Hemodynamic profile of arpromidine and its F2-substituted derivatives in comparison to impromidine in congestive heart failure

There is considerable evidence that congestive heart failure (CHF) is paralleled by a decrease in the number of sarcolemmal β-receptors due to excessive levels of circulating endogenous catecholamines [1, 2]. In contrast, the myocardial H2-receptor system is not affected. The first clinically available specific H2-receptor agonist impromidine proved to be a potent inotrope in patients with CHF which were insensitive to catecholamine stimulation [3, 4]. Though the overall results of these initial studies were beneficial, the narrow therapeutic range, high costs of synthesis and the arrhythmogenic potential of impromidine limited its broad clinical application in large scale clinical trials. Recently developed phenylpyridylalkylguanidines [5] were investigated underin vitro andin vivo conditions in the guinea pig under physiologic and pathophysiologic conditions using impromidine as reference. Compounds tested were arpromidine and the difluorinated analogues BU-E-75 and BU-E-76, all guanidine-type H2-agonists with additional H1-antagonistic properties due to a pheniramine like moiety. In the isolated perfused heart, all three new compounds were more potent in increasing cardiac contractile force and coronary flow but less effective on heart rate and less arrhythmogenic.

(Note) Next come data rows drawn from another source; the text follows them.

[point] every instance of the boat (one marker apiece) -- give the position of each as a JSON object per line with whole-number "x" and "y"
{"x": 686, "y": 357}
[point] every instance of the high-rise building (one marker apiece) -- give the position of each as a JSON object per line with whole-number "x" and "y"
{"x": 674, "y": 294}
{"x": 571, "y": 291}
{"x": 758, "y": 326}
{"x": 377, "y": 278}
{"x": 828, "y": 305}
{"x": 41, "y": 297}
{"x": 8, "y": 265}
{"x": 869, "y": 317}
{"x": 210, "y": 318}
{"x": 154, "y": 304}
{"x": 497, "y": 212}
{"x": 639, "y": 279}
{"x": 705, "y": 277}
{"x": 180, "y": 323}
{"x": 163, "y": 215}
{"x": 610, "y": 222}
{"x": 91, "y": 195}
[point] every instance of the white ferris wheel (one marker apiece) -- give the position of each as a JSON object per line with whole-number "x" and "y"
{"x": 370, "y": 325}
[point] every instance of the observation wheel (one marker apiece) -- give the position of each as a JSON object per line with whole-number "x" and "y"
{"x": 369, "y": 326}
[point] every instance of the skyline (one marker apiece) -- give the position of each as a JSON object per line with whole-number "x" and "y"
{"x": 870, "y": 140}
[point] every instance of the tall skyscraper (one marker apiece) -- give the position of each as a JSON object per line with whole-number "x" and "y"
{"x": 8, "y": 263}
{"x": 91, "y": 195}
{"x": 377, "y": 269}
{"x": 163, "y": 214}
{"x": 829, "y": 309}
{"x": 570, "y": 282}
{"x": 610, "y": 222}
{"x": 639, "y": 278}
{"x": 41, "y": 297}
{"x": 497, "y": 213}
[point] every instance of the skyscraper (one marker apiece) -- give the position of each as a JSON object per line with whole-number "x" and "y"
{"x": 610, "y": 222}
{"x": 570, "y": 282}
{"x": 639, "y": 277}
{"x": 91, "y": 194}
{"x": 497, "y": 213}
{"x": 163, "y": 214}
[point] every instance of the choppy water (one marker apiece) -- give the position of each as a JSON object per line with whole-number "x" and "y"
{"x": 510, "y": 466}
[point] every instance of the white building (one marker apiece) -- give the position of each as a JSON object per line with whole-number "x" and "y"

The same could be established underin vivo conditions where BU-E-76 was more potent than BU-E-75, arpromidine and impromidine, respectively, in augmenting LV dp/dt, LVP, cardiac output and systemic blood pressure, but all compounds were revealed to have less chronotropic and arrhythmogenic potential. In the vasopressin-induced acute heart failure model, BU-E-76 and BU-E-75 normalized within minutes all contractile parameters in contrast to arpromidine and impromidine. It is thus concluded that these new H2-receptor agonists may represent a promising therapeutic improvement for treatments of CHF patients, with a cardiovascular profile superior to impromidine and conventional catecholamines.